Ultrasonic flowmeters are also used for custody transfer of petroleum liquids. There are many opportunities for custody transfer of petroleum liquids from the oil well through the refinery to the ultimate distribution point. Once oil is brought to the surface at a well, it is separated from any accompanying water and gas, and is often placed in a storage tank. In many cases it is taken from the storage tank to a refinery. The oil is typically subject to custody-transfer measurement as it leaves the storage tank and as it enters the refinery. A custody-transfer measurement also applies as it leaves the refinery and as it is distributed to its ultimate destination.

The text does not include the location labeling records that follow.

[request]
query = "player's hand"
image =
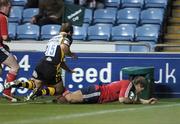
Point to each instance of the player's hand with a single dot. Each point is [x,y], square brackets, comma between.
[152,100]
[74,56]
[73,71]
[33,20]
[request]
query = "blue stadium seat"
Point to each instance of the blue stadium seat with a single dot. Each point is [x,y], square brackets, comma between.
[69,1]
[29,13]
[123,32]
[147,32]
[156,3]
[128,15]
[16,14]
[140,48]
[48,31]
[12,30]
[88,16]
[99,32]
[122,48]
[80,33]
[152,16]
[132,3]
[104,16]
[28,31]
[112,3]
[18,2]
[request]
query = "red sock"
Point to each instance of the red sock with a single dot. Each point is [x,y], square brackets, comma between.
[10,77]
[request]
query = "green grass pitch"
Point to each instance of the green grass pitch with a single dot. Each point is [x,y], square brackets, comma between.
[166,111]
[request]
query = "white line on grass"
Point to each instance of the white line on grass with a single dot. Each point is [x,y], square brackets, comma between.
[76,115]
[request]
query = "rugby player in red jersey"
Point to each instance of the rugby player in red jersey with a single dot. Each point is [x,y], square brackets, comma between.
[124,91]
[6,57]
[46,78]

Ultrasonic flowmeters compete with turbine flowmeters for liquid custody transfer applications. Both types of meters can handle large line sizes. Ultrasonic meters have the advantage of having no moving parts and very little pressure drop. Turbine meters have spinning rotors that are subject to wear and do not perform well with high-viscosity liquids.
Differential Pressure (DP) Flowmeters
DP flowmeters require the use of a primary element to create a constriction in the flowstream. Examples include orifice plates, Venturi tubes, flow nozzles, and averaging Pitot tubes. They then use Bernoulli’s theorem to compute the flowrate. Much of the work done by the AGA on the use of DP flowmeters for custody-transfer applications involved the use of orifice plates.
DP flowmeters got an early jump on the research into the use of flowmeters for custody-transfer applications. The AGA-1 report involving DP flowmeters was published in 1930. It wasn’t until 1981 that AGA-7, involving turbine meters, was published. During the 1990s, turbine flowmeters began to displace DP flowmeters, especially for gas applications. The main reasons were the higher accuracy of many turbine flowmeters, along with their greater rangeability.
In the 2000s, ultrasonic flowmeters began replacing both DP and turbine flowmeters, especially for gas applications. Like turbine meters, ultrasonic meters can handle most large line sizes, but they do not have moving parts. They also are highly accurate and reliable. One drawback to ultrasonic meters is that they are still seen by many as a new technology, while turbine is a more traditional and trusted technology. Another issue for ultrasonic flowmeters is their need for periodic recalibration. So far no one has come up with a broadly accepted formula for the recalibration period, though most companies recalibrate their ultrasonic meters sometime between every three to seven years.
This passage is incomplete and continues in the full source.